I went to Costco tonight after work, because I needed to pick up just one item that I always buy there. After I walked in, I thought, "What are you doing??? It's not going to be worth waiting in Costco-at-Christmas lines just to buy some cheese!" But this thought came at exactly the time when I could see past all the entryway promotional stuff over to the cash registers. The lines were SHORT, so I stayed.
I said hi to the high school friend of my daughter's who works at Costco and who I haven't seen there in months, but I didn't linger for fear that all the other shoppers would beat me to the registers. Instead, I made a bee-line for that room in the back where they keep the fruit and lettuce, the room that's about a hundred thousand degrees below zero and even a parka isn't enough to keep you warm while you look at the grapes.

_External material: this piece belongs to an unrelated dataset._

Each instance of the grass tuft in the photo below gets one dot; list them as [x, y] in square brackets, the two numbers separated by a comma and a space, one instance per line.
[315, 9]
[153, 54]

Before I got there, though, when I was near the high-density food sample area, I saw a familiar face. It was HIM, the guy who broke my heart a couple years after my divorce. But before he did that, he helped me remember what romance feels like. All that stuff I said in my Romance post about what you miss if you take things too fast, that's what I went through when I dated this guy. It was wonderful.

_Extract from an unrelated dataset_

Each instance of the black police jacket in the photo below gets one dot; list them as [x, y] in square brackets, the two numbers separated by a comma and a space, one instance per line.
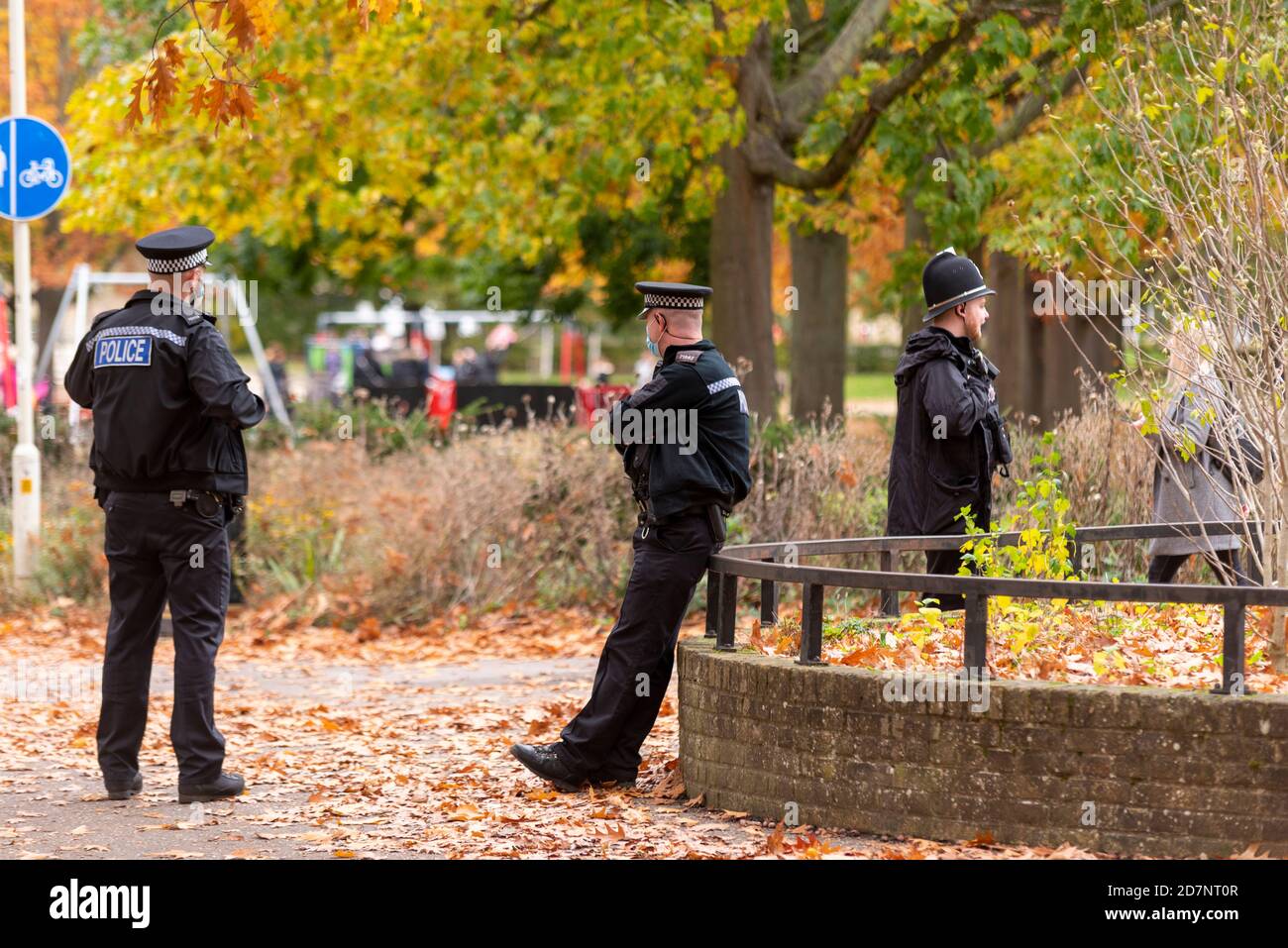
[168, 398]
[947, 437]
[684, 436]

And then it hurt like hell, even though I didn't love him. But I got over him a long time ago, and I haven't seen him at all for a couple years.
Tonight at Costco when I saw him, there were no stomach flips or any sudden pounding of my heart. I simply recognized him and realized that, yeah, he's still around. He's still as tall and good-looking as ever, but I glanced at his hand and saw that he's married now. After all the other women with broken hearts after mine, he finally picked someone and settled down. Naturally, I kept my eyes open to see who she was.
I didn't know her, assuming his wife is the woman whose back he touched. She's unattractive and looks older than he does, with mousey brown hair pulled back into a pony tail, and frumpy clothes that Stacy and Clinton would definitely not approve of.
He could have had a beauty, with his looks, and his third broken heart (counting mine) belonged to an adorable woman with an incredible personality and joie de vivre. But he didn't want her either. Instead, he seems to have settled, and that's a little sad.
There was one night when we were dating when he took me to a dance at somebody's house, and I could tell he was head-over-heels about me (I was the same way about him), but the next time we went out, he started backing off. I always had the impression after that that he was afraid to let himself feel too much about a woman, for fear that she'd leave him devastated the way his first wife had. And he seemed to repeat that closeness followed by break-up over and over. Now it looks like he found someone who he doesn't have to worry that she'll be stolen away from him.
Life is too short to make all your decisions based on fear. That's not living, that's just existing, and if that's the case for him, it's his loss.
I walked tall and pushed my cart toward the ice-box room without saying anything to him, and he didn't say anything to me either.
The grapes looked lousy, so I went over and got my cheese and headed for the checkout stands, where there was NO LINE AT ALL!
Some days give you a big surprise. Today gave me two.